My oldest daughter is named after her; a little presumptious, possibly, but there are other great Madeleines too. I even gained parenting insight through another meditation of Ms. L'Engle's. She wrote at length and brilliantly about the appropriate use of icons. I came to see that my little Madeleine's much-loved teddy bear was nothing short of an icon for the stability of her world. That the bear represented all being right, Mommy and Daddy in the room, warmth and love and more. Who, then, could take away or wean a child from such an icon?

Everything is not alright with my world. I would love to have an icon of comfort and peace to remind me of God's goodness and grace.
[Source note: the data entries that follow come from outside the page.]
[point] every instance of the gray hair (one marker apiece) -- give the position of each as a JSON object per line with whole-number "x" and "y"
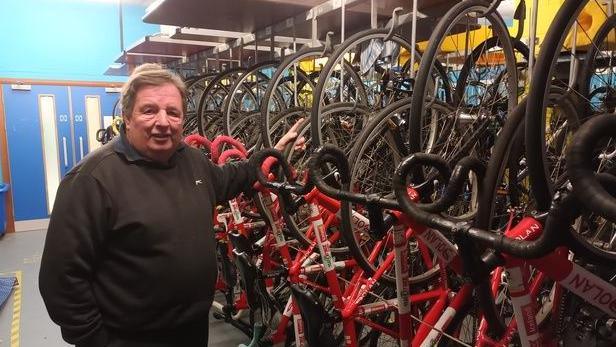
{"x": 148, "y": 75}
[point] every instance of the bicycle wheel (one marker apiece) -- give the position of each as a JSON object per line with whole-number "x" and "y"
{"x": 361, "y": 50}
{"x": 474, "y": 114}
{"x": 291, "y": 81}
{"x": 247, "y": 93}
{"x": 373, "y": 158}
{"x": 212, "y": 100}
{"x": 537, "y": 102}
{"x": 597, "y": 83}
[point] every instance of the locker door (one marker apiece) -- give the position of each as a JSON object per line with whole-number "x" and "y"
{"x": 39, "y": 144}
{"x": 90, "y": 105}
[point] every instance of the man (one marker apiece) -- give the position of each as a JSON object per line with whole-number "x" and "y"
{"x": 129, "y": 257}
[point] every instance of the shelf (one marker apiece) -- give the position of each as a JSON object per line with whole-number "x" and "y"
{"x": 229, "y": 15}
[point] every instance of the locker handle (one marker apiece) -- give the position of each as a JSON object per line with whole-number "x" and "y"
{"x": 81, "y": 147}
{"x": 65, "y": 151}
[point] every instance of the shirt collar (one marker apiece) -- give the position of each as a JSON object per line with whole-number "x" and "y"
{"x": 123, "y": 147}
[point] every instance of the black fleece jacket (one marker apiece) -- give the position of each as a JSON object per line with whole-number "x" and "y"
{"x": 130, "y": 247}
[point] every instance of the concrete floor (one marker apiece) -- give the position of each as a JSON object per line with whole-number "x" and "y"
{"x": 22, "y": 252}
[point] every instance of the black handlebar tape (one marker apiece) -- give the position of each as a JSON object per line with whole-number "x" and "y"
{"x": 333, "y": 155}
{"x": 580, "y": 166}
{"x": 259, "y": 158}
{"x": 562, "y": 214}
{"x": 407, "y": 205}
{"x": 456, "y": 183}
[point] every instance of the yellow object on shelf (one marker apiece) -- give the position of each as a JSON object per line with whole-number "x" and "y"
{"x": 589, "y": 22}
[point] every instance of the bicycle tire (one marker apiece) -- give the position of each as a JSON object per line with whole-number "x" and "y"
{"x": 537, "y": 98}
{"x": 417, "y": 109}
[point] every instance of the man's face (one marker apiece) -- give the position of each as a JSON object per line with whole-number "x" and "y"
{"x": 155, "y": 126}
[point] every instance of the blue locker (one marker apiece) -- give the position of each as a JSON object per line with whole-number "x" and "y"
{"x": 82, "y": 136}
{"x": 25, "y": 146}
{"x": 30, "y": 188}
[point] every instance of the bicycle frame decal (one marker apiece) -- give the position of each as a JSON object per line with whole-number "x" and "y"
{"x": 591, "y": 288}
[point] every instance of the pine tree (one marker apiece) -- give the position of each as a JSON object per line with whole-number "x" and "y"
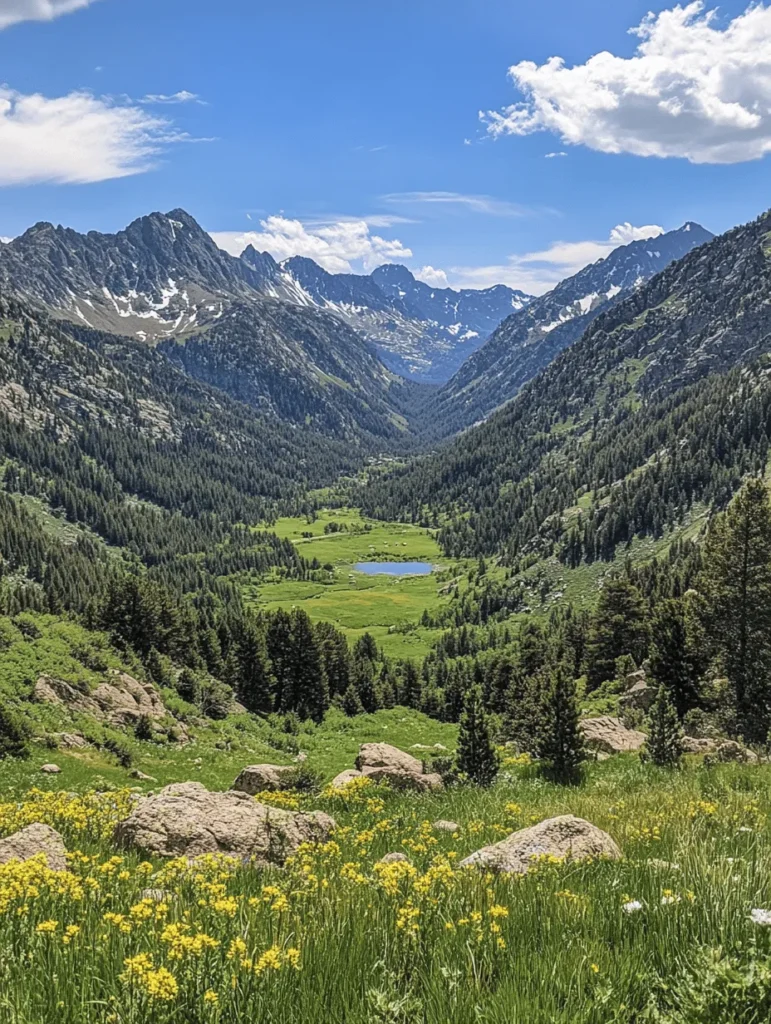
{"x": 618, "y": 627}
{"x": 735, "y": 588}
{"x": 665, "y": 745}
{"x": 560, "y": 743}
{"x": 477, "y": 757}
{"x": 674, "y": 662}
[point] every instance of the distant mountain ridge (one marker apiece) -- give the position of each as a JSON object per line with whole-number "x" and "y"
{"x": 529, "y": 339}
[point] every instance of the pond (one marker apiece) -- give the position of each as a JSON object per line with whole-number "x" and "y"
{"x": 394, "y": 568}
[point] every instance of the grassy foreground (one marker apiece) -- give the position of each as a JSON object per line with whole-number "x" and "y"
{"x": 664, "y": 935}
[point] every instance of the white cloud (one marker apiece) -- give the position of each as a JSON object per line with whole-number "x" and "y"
{"x": 183, "y": 96}
{"x": 430, "y": 275}
{"x": 477, "y": 204}
{"x": 340, "y": 247}
{"x": 12, "y": 11}
{"x": 75, "y": 138}
{"x": 691, "y": 90}
{"x": 539, "y": 271}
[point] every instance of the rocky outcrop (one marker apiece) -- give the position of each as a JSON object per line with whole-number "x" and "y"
{"x": 31, "y": 842}
{"x": 610, "y": 735}
{"x": 122, "y": 700}
{"x": 383, "y": 763}
{"x": 566, "y": 837}
{"x": 261, "y": 778}
{"x": 186, "y": 820}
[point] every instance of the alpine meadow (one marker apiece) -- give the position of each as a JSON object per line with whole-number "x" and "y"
{"x": 385, "y": 528}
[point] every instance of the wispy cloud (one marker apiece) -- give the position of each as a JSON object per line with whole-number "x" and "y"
{"x": 77, "y": 138}
{"x": 476, "y": 204}
{"x": 13, "y": 11}
{"x": 183, "y": 96}
{"x": 692, "y": 90}
{"x": 539, "y": 271}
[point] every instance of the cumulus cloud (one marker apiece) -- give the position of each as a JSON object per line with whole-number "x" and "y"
{"x": 76, "y": 138}
{"x": 692, "y": 89}
{"x": 430, "y": 275}
{"x": 12, "y": 11}
{"x": 539, "y": 271}
{"x": 476, "y": 204}
{"x": 341, "y": 247}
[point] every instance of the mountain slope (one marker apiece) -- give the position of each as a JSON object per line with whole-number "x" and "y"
{"x": 662, "y": 402}
{"x": 420, "y": 332}
{"x": 529, "y": 339}
{"x": 163, "y": 281}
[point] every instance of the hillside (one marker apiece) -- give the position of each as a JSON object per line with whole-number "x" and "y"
{"x": 529, "y": 339}
{"x": 660, "y": 403}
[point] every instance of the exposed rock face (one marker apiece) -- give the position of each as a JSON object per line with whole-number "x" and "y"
{"x": 344, "y": 777}
{"x": 565, "y": 837}
{"x": 121, "y": 700}
{"x": 384, "y": 763}
{"x": 610, "y": 735}
{"x": 258, "y": 778}
{"x": 186, "y": 819}
{"x": 32, "y": 841}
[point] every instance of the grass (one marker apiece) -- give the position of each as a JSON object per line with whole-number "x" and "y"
{"x": 388, "y": 607}
{"x": 418, "y": 942}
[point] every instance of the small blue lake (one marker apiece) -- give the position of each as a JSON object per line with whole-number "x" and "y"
{"x": 394, "y": 568}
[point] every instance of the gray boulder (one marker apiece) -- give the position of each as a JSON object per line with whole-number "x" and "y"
{"x": 565, "y": 837}
{"x": 186, "y": 820}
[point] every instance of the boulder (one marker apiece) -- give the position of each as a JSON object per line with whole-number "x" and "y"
{"x": 566, "y": 837}
{"x": 120, "y": 701}
{"x": 383, "y": 763}
{"x": 344, "y": 777}
{"x": 187, "y": 820}
{"x": 32, "y": 841}
{"x": 259, "y": 778}
{"x": 610, "y": 735}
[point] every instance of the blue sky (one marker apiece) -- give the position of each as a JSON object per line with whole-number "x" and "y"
{"x": 351, "y": 132}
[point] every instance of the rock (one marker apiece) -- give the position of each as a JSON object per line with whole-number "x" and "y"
{"x": 565, "y": 837}
{"x": 393, "y": 858}
{"x": 120, "y": 701}
{"x": 70, "y": 740}
{"x": 610, "y": 735}
{"x": 696, "y": 744}
{"x": 639, "y": 696}
{"x": 259, "y": 778}
{"x": 32, "y": 841}
{"x": 344, "y": 777}
{"x": 383, "y": 763}
{"x": 729, "y": 750}
{"x": 186, "y": 819}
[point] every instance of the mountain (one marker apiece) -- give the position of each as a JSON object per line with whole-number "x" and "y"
{"x": 662, "y": 404}
{"x": 420, "y": 332}
{"x": 528, "y": 340}
{"x": 240, "y": 325}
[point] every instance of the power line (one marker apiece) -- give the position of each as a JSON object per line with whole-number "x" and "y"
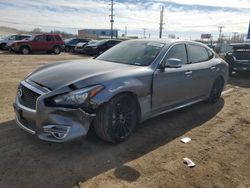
{"x": 161, "y": 21}
{"x": 220, "y": 33}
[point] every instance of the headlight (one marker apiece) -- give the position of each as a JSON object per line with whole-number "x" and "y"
{"x": 76, "y": 99}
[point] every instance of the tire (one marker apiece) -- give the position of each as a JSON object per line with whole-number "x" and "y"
{"x": 100, "y": 52}
{"x": 3, "y": 46}
{"x": 230, "y": 60}
{"x": 57, "y": 50}
{"x": 25, "y": 50}
{"x": 66, "y": 49}
{"x": 116, "y": 120}
{"x": 216, "y": 90}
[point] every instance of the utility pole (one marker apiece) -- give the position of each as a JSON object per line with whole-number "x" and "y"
{"x": 112, "y": 18}
{"x": 161, "y": 21}
{"x": 234, "y": 36}
{"x": 144, "y": 33}
{"x": 220, "y": 34}
{"x": 126, "y": 31}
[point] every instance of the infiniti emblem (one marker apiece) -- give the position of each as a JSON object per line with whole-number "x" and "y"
{"x": 20, "y": 93}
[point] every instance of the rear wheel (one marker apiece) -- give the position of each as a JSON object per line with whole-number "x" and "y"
{"x": 25, "y": 50}
{"x": 56, "y": 50}
{"x": 3, "y": 46}
{"x": 116, "y": 120}
{"x": 216, "y": 90}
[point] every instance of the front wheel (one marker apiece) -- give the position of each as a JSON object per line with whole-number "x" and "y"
{"x": 216, "y": 90}
{"x": 116, "y": 120}
{"x": 25, "y": 50}
{"x": 57, "y": 50}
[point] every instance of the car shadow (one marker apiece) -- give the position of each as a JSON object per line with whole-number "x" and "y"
{"x": 29, "y": 162}
{"x": 240, "y": 79}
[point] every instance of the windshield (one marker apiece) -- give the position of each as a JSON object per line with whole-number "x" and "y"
{"x": 141, "y": 53}
{"x": 100, "y": 42}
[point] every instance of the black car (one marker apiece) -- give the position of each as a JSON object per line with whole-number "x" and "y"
{"x": 100, "y": 46}
{"x": 239, "y": 58}
{"x": 70, "y": 44}
{"x": 81, "y": 45}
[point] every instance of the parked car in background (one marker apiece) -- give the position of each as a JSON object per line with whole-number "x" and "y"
{"x": 7, "y": 41}
{"x": 80, "y": 46}
{"x": 131, "y": 82}
{"x": 70, "y": 44}
{"x": 51, "y": 43}
{"x": 239, "y": 58}
{"x": 100, "y": 46}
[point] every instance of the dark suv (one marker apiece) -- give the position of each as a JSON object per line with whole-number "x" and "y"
{"x": 70, "y": 44}
{"x": 51, "y": 43}
{"x": 100, "y": 46}
{"x": 7, "y": 41}
{"x": 239, "y": 58}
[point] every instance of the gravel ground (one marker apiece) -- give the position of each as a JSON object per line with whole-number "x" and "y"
{"x": 152, "y": 157}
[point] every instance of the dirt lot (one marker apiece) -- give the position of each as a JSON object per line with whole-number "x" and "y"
{"x": 152, "y": 157}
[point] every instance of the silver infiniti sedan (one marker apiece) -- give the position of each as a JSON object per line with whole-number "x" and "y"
{"x": 128, "y": 84}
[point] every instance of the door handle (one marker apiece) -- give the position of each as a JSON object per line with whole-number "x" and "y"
{"x": 213, "y": 67}
{"x": 188, "y": 72}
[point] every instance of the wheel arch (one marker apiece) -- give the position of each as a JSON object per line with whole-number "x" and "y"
{"x": 26, "y": 45}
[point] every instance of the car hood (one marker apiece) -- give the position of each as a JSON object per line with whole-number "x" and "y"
{"x": 88, "y": 72}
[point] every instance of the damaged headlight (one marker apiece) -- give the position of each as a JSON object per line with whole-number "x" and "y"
{"x": 77, "y": 98}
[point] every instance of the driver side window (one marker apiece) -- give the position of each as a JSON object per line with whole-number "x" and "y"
{"x": 39, "y": 38}
{"x": 178, "y": 51}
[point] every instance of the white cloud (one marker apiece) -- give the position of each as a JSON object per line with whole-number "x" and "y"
{"x": 179, "y": 16}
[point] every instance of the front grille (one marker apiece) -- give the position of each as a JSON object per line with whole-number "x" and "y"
{"x": 28, "y": 97}
{"x": 29, "y": 123}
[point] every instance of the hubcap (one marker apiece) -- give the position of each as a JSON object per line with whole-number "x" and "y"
{"x": 57, "y": 50}
{"x": 122, "y": 119}
{"x": 25, "y": 51}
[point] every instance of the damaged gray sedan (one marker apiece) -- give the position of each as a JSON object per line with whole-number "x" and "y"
{"x": 131, "y": 82}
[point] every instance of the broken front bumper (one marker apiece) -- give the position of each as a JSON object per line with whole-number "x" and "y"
{"x": 53, "y": 124}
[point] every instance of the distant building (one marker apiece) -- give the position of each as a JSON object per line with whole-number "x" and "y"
{"x": 97, "y": 33}
{"x": 248, "y": 34}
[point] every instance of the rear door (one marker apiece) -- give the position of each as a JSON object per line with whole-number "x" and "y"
{"x": 49, "y": 43}
{"x": 39, "y": 43}
{"x": 172, "y": 86}
{"x": 203, "y": 69}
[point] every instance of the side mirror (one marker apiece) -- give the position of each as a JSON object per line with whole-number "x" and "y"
{"x": 173, "y": 63}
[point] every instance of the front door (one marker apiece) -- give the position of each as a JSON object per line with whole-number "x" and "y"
{"x": 172, "y": 86}
{"x": 39, "y": 43}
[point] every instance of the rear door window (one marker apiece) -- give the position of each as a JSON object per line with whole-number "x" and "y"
{"x": 40, "y": 38}
{"x": 50, "y": 38}
{"x": 57, "y": 38}
{"x": 178, "y": 51}
{"x": 197, "y": 53}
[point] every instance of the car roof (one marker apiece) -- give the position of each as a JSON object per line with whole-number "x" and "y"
{"x": 171, "y": 41}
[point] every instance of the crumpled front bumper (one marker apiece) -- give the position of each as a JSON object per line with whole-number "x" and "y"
{"x": 53, "y": 124}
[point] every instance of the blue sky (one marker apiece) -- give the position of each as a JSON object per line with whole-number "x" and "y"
{"x": 187, "y": 19}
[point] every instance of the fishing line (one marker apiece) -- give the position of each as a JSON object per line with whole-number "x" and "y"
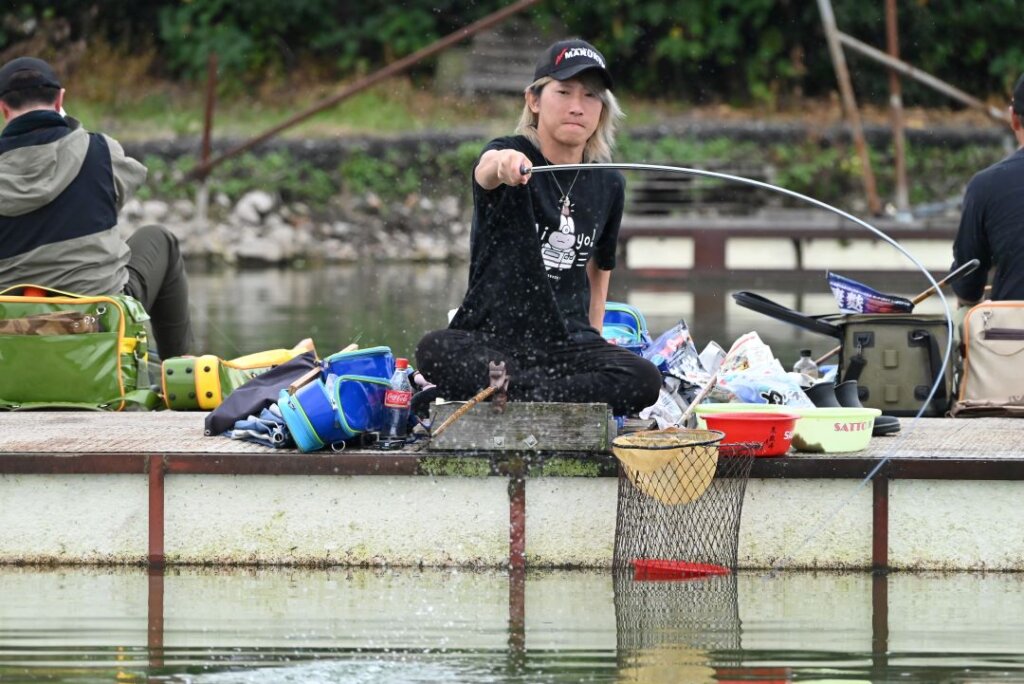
{"x": 888, "y": 455}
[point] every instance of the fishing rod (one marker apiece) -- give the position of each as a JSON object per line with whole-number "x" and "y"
{"x": 550, "y": 168}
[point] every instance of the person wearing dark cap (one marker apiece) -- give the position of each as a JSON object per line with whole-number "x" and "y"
{"x": 542, "y": 251}
{"x": 991, "y": 227}
{"x": 60, "y": 190}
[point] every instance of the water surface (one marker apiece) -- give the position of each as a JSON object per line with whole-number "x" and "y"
{"x": 338, "y": 625}
{"x": 242, "y": 311}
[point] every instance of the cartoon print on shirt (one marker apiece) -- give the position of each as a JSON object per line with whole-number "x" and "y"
{"x": 561, "y": 248}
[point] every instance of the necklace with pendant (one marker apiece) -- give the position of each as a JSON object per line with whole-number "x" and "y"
{"x": 564, "y": 201}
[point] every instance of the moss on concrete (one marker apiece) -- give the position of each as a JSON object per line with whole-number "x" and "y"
{"x": 455, "y": 466}
{"x": 564, "y": 467}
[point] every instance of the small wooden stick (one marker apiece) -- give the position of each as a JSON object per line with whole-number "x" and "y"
{"x": 461, "y": 411}
{"x": 499, "y": 383}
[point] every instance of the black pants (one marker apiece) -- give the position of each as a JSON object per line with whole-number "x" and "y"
{"x": 587, "y": 370}
{"x": 157, "y": 278}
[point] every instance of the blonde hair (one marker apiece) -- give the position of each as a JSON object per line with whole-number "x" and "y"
{"x": 601, "y": 143}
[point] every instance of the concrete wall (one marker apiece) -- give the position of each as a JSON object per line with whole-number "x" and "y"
{"x": 793, "y": 523}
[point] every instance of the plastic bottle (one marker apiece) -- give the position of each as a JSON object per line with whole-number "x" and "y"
{"x": 396, "y": 402}
{"x": 806, "y": 365}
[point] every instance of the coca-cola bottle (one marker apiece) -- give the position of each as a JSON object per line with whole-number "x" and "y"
{"x": 396, "y": 402}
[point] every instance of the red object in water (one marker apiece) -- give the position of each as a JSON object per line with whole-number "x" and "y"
{"x": 769, "y": 431}
{"x": 660, "y": 569}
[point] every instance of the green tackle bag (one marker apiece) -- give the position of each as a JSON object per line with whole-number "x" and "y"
{"x": 62, "y": 350}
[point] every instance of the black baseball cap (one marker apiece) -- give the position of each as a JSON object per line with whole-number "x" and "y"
{"x": 568, "y": 57}
{"x": 25, "y": 73}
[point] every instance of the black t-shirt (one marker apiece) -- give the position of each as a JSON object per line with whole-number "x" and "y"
{"x": 527, "y": 273}
{"x": 991, "y": 229}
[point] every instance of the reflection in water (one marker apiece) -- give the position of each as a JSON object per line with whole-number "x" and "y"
{"x": 242, "y": 311}
{"x": 340, "y": 625}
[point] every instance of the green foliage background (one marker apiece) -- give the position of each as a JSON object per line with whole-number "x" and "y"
{"x": 706, "y": 50}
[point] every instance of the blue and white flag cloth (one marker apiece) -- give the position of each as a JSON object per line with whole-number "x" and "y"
{"x": 853, "y": 297}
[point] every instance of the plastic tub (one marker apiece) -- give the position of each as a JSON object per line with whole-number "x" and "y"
{"x": 834, "y": 430}
{"x": 771, "y": 430}
{"x": 817, "y": 430}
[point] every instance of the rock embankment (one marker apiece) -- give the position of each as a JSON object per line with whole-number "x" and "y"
{"x": 259, "y": 229}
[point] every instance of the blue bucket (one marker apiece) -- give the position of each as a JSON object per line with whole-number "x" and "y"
{"x": 359, "y": 401}
{"x": 625, "y": 326}
{"x": 372, "y": 362}
{"x": 310, "y": 417}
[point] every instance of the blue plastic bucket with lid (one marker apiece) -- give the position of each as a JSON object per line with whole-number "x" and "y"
{"x": 372, "y": 361}
{"x": 311, "y": 417}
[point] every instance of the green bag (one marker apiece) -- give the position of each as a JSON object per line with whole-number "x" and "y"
{"x": 102, "y": 366}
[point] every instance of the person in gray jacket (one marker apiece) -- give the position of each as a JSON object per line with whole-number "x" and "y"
{"x": 60, "y": 190}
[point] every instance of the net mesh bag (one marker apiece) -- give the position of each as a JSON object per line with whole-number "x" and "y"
{"x": 679, "y": 503}
{"x": 674, "y": 631}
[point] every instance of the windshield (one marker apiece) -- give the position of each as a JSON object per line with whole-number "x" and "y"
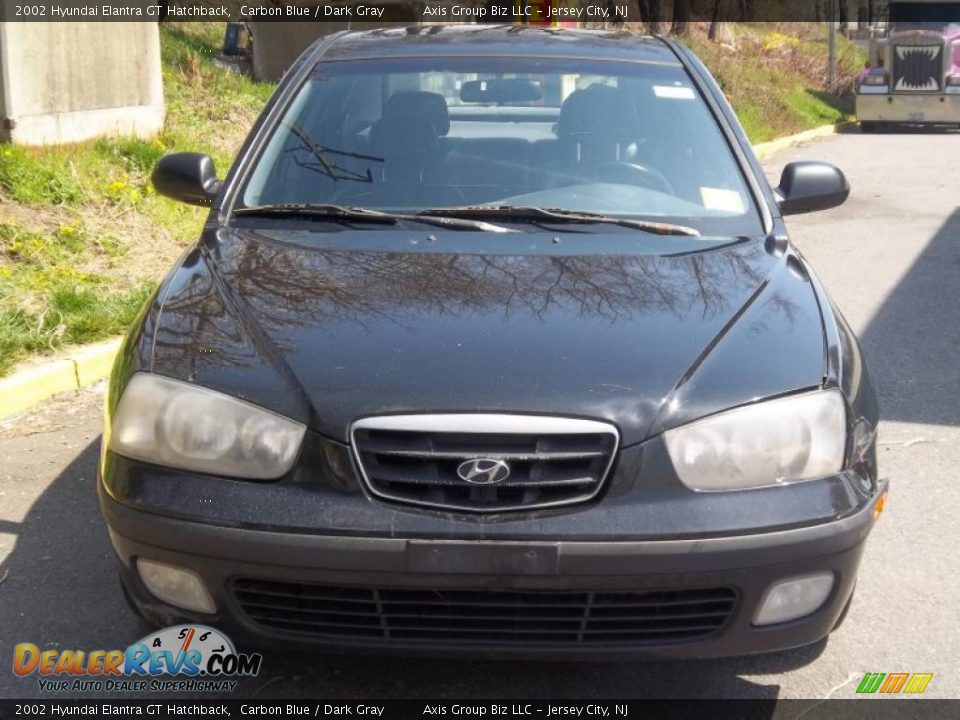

Of course there are many symbols of goodness, but I could really use something to hold on to.

Tuesday, September 4, 2007


I may have mentioned that we live in a tiny village -- maybe 200 people in an 8-mile radius, but I'm not a statistician nor census amateur -- and that we live in the exact epicenter of this tiny village. A picture postcard, really, with the white Grange and white church and red schoolhouse and red fire station. Oh, and a three-story IOOF lodge, slightly ridiculous, mysterious in its size. And all of it visible from my front room window. Our home was built in 1887, which is ancient in the West, and from our porch we can watch the mini metropolis action. My girls walk to school, so this view from the porch is important. I stand on the porch when it's raining or at the picket fence out front when it's clear. They turn and wave when they reach the building. If I have prematurely turned to go inside, I hear about it at 2:10 when they come home.

Today was the first day of school and the first time that they were not new. It takes a lot longer than a year to overcome the "new" label for adults, of course, but today the kids greeted my children not as outsiders but as old and best friends. Last year was hard; we took a lot of personal days, explaining to the part-time school administrator that the constant rough country hazing required frequent safety zone retreats. So any little excuse had us hideaway hermiting for the day: new chicks to watch, a barn going up, grandpa passing through from the neighboring town, too tired, too shy, too fed up. These were hard decisions, each day we kept them home. How to become a member of the whole when absence is much more comfortable? Their teacher, also new to our community, conceded that they certainly learned more while at home.
But this year is starting on a completely different note. We feel the tiniest bit part of the community, where it takes a village possibly, but that village has to want you.